[LINK] In other news....
Brendan Scott
brendansweb at optusnet.com.au
Tue Jun 26 08:48:25 AEST 2007
Stilgherrian wrote:
> On 25/6/07 1:32 PM, "Rick Welykochy" <rick at praxis.com.au> wrote:
>> Philosophically speaking, it is one thing to relieve another
>> person of their chattel at gunpoint. It is quite another to copy virtual
>> property without actually depriving anyone of anything using a keyboard.
>
> While overall I agree that the crimes of theft and copyright infringement
> are in separate categories, the "without actually depriving anyone of
> anything using a keyboard" is a furphy.
>
> If you make a copy of someone's copyrighted material without paying, you're
> depriving them of whatever profit they would have made had you acquired that
> copy according to the license they want you to follow.

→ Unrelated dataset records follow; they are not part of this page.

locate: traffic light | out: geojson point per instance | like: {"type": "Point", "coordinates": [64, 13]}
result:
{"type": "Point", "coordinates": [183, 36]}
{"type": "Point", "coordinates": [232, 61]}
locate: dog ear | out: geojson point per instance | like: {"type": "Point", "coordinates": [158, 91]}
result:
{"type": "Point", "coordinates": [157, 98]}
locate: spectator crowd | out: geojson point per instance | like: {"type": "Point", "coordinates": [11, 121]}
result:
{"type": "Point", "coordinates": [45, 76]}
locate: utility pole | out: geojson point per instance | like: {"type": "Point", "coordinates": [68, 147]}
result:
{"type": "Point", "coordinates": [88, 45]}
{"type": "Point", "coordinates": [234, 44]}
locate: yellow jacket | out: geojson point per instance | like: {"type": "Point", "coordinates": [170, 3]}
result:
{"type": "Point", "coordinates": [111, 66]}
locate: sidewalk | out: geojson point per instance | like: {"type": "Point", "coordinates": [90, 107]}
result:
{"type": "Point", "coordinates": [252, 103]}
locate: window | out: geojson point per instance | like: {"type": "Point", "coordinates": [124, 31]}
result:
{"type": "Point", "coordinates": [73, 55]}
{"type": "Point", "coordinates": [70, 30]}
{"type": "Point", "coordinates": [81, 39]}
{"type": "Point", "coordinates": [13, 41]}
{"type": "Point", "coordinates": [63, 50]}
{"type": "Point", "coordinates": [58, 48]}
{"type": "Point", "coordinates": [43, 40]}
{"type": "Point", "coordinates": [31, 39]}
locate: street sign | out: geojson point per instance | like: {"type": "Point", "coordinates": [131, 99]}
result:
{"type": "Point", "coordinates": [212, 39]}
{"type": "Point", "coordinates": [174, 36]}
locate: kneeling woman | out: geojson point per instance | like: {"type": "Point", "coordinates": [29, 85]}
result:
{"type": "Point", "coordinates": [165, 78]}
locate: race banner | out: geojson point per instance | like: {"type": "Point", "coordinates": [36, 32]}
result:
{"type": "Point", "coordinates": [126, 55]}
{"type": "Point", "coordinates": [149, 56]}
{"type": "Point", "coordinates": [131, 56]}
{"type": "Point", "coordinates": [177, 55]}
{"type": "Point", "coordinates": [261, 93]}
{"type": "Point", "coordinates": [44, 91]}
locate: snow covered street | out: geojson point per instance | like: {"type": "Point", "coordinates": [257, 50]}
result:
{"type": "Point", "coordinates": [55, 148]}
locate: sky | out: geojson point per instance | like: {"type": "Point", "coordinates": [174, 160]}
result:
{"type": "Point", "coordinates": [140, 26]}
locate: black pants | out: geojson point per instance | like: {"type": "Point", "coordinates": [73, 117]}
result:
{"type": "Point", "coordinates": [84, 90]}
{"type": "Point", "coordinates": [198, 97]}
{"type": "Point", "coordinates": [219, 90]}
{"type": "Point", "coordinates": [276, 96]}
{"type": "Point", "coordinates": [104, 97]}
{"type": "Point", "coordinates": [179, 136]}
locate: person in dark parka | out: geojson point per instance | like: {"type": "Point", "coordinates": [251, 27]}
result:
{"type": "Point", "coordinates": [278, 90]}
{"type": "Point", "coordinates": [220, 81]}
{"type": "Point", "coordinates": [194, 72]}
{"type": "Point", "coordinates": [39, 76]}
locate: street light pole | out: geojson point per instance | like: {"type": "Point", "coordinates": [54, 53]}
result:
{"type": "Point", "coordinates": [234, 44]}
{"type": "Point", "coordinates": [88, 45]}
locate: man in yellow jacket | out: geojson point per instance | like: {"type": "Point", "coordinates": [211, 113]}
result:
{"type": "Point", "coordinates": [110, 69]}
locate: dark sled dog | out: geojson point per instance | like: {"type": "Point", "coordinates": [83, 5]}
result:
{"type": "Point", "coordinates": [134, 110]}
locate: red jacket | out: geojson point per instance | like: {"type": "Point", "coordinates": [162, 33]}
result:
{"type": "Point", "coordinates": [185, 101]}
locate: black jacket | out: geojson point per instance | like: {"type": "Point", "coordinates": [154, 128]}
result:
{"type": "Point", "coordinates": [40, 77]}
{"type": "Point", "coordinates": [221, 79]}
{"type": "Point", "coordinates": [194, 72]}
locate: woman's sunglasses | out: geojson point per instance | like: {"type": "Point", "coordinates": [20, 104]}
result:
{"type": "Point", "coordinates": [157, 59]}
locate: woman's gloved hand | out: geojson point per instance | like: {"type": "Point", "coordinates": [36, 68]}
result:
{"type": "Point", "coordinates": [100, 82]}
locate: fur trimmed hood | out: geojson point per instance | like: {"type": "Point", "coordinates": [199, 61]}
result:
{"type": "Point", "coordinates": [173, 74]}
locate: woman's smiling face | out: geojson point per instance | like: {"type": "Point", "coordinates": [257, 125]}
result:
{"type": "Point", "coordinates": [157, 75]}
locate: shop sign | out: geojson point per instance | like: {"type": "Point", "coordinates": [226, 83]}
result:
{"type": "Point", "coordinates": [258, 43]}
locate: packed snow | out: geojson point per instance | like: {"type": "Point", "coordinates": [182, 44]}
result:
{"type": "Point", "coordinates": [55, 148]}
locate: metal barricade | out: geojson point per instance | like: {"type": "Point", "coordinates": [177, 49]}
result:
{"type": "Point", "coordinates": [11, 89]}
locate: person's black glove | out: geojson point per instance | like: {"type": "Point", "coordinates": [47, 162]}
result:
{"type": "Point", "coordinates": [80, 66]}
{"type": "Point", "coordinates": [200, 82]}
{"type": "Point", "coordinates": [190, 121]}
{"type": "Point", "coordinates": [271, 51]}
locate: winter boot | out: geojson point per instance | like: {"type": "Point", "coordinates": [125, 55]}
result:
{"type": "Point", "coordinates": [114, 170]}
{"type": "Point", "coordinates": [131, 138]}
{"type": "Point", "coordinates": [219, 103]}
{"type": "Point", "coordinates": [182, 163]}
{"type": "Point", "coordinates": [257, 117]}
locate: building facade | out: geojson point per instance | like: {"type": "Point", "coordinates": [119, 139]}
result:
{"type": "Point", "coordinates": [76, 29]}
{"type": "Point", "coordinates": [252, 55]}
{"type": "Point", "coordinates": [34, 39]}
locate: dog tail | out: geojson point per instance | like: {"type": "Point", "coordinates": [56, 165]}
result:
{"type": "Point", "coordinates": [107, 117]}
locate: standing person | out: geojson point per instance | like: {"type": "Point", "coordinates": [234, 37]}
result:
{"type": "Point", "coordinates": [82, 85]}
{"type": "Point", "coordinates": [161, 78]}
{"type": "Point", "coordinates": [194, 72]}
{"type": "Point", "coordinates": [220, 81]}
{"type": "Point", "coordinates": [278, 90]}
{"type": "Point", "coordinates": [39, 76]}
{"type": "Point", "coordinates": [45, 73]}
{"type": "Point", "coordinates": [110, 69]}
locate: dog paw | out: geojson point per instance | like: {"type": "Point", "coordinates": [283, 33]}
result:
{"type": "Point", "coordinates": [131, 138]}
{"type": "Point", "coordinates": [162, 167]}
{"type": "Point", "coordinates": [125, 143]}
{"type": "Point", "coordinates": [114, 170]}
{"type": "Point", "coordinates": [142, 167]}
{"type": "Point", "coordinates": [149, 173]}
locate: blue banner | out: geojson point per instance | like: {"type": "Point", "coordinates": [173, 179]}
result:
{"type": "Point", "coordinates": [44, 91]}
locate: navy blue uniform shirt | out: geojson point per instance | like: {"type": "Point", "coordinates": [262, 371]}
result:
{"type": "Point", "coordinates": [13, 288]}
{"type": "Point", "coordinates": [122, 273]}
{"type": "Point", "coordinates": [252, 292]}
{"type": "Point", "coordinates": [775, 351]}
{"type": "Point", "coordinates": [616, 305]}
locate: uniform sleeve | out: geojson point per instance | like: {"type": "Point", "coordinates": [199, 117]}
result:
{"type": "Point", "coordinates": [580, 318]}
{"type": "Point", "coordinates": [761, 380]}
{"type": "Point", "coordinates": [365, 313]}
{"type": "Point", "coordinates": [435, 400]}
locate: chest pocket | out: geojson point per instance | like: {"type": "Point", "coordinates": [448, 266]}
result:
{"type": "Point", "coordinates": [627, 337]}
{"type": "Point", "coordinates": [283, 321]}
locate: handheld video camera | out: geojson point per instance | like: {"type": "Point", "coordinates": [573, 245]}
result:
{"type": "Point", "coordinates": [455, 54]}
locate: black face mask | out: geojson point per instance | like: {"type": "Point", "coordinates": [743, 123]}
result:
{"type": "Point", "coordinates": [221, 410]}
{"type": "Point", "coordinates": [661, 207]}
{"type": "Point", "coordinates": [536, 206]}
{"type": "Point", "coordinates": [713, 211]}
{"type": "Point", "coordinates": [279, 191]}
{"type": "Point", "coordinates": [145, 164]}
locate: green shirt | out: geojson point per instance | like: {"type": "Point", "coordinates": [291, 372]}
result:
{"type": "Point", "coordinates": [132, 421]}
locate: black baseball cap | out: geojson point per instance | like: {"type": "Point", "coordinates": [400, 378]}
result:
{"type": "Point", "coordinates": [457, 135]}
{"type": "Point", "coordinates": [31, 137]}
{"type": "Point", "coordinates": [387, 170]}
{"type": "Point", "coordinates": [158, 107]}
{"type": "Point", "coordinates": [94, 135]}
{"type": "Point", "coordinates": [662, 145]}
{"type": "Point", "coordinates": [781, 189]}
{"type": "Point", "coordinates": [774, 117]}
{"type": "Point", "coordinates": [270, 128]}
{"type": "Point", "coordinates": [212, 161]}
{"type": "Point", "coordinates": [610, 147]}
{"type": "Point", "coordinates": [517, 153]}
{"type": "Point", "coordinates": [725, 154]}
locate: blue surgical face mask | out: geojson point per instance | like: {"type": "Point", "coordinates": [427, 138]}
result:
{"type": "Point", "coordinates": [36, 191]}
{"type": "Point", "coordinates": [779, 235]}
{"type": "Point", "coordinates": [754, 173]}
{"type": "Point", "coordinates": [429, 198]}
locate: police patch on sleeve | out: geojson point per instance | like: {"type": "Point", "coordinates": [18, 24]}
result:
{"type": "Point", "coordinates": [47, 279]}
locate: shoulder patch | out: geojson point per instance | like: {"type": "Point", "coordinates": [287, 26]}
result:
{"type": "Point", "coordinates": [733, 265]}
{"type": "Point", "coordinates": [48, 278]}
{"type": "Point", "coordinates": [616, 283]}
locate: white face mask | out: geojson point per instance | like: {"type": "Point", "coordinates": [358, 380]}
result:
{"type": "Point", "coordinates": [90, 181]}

The difficulty with this argument is that it is not applied generally. When you use a house some builder built years ago, no one expects you to pay a licence fee to the builder for that use. The reason is property. It would be possible in theory to create a system where builders never actually sell anything, just licence it, but this would undermine lots of things that make our economy work (imagine if everything which you currently "buy" was actually licensed, and every time you used it you needed to work out if your use was complying). There are now job categories which fall under the heading of licensing compliance. Some people claim to specialise in understanding Microsoft licensing. What do these jobs contribute to the economy?
The legislature has chosen to create a category of rights which apply post sale of a thing. In doing so they are undermining the concept of property.